Synthesis and Radiolabeling of 18F-LW223

A 4-step synthetic strategy was developed for the preparation of the chloride precursor and LW223 (Supplemental Fig. 1; supplemental materials are available at http://jnm.snmjournals.org). Initially, the starting material, 3-methyl-4-phenylquinoline-2-carboxylic acid, was prepared as previously reported by us (14 (link)). This was converted to the (R)-sec-butylamide by coupling with (R)-sec-butylamine using the coupling agent hexafluorophosphate benzotriazole tetramethyl uronium. Under standard basic conditions, the amide was subjected to an N-methylation. The key step then involved a radical-mediated bromination of the 3-methyl substituent using N-bromosuccinimide and the radical initiator benzoyl peroxide. The resulting bromide intermediate was then converted to the chloride or LW223 using lithium chloride or sodium fluoride, respectively. All intermediates and final compounds were purified by column chromatography and characterized using a combination of nuclear magnetic resonance spectroscopy and mass spectrometry (organic chemistry section within supplemental materials (14 (link),15 (link))). The 2 amide rotamers of LW223 were separated and characterized by liquid chromatography–mass spectrometry (Supplemental Fig. 2).

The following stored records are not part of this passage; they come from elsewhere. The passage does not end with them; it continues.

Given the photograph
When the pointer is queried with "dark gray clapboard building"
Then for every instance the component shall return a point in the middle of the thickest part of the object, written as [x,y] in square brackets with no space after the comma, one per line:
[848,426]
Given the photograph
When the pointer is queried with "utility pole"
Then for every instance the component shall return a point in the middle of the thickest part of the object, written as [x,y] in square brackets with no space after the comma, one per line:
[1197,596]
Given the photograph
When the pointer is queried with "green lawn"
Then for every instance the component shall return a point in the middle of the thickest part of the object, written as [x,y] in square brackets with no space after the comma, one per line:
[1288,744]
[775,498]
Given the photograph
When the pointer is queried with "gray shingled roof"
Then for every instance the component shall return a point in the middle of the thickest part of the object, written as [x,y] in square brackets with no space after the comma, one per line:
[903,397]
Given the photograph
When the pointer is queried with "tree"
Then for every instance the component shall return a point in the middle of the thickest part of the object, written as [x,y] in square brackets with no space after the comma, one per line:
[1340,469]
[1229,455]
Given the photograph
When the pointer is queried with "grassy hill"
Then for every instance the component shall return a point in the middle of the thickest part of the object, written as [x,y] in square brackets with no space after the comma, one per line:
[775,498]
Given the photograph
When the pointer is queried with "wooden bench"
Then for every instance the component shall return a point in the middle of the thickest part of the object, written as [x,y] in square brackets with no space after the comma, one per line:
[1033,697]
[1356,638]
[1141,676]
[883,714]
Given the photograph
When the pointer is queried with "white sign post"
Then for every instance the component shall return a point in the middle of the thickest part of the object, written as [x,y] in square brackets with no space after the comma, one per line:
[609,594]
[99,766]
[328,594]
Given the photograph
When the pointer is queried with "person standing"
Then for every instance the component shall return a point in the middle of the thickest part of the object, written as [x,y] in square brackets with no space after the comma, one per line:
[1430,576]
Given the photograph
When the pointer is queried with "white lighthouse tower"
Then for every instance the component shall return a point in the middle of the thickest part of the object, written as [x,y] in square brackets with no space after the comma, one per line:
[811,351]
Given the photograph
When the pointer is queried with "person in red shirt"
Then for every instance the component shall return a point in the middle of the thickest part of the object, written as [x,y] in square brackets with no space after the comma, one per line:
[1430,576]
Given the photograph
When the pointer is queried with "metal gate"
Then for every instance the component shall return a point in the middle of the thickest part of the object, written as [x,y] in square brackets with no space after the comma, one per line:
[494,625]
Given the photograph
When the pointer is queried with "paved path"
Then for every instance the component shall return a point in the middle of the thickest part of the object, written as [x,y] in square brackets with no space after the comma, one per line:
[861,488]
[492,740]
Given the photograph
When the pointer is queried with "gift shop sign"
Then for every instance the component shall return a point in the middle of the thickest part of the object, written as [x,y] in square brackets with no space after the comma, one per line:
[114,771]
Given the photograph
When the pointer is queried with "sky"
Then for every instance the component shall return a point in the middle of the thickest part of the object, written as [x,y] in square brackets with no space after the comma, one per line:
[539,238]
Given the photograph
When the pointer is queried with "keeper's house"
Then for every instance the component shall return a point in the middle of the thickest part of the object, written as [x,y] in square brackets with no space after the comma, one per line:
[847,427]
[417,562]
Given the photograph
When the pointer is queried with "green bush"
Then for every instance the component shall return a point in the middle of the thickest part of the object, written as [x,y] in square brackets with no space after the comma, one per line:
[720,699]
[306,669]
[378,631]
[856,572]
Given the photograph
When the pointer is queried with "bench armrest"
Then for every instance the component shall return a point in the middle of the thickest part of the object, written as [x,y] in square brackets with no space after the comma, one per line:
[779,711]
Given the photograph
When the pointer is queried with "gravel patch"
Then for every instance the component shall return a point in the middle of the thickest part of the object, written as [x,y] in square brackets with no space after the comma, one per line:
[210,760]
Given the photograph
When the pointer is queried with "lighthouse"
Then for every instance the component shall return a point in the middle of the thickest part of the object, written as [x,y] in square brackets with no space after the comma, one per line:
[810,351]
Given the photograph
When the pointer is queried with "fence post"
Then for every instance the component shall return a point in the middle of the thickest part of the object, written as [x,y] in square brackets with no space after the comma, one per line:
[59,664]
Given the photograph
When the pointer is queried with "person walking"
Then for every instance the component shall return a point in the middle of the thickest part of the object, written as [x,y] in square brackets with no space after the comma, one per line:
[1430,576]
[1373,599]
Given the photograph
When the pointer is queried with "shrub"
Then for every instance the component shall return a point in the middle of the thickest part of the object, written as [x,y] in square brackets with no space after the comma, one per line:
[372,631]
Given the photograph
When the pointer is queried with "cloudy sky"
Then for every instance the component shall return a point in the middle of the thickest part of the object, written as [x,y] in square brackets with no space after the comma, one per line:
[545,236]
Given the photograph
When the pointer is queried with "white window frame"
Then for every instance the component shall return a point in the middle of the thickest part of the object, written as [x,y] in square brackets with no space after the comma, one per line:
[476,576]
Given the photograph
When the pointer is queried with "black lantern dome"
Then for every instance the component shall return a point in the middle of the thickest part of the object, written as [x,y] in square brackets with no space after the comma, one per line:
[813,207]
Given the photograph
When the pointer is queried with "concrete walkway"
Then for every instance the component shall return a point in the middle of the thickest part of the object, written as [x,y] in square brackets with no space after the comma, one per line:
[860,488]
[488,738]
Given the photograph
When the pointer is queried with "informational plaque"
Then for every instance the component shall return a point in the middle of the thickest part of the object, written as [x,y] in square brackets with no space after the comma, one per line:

¹⁸F-LW223 was prepared as shown in Figure 1, using the GE Healthcare TRACERlab FX_FN synthesizer. The radiotracer was purified by semipreparative high-performance liquid chromatography using the following conditions: C18 Synergi Hydro-RP 80 Å, 150 × 10 mm, 4-μm column (Phenomenex), acetonitrile/water (70:30 v/v), and flow rate of 3 mL/min. ¹⁸F-LW223 was formulated in 10% ethanol in saline. The average radioactivity yield was 50% ± 4% (starting from 22 ± 3 GBq of ¹⁸F-fluoride, n = 34) after a total synthesis time of 55 min. The identity of ¹⁸F-LW223, radiochemical purity (>99%), and molar activity (89 ± 12 GBq/μmol, n = 34) were determined by high-performance liquid chromatography analysis at the end of synthesis.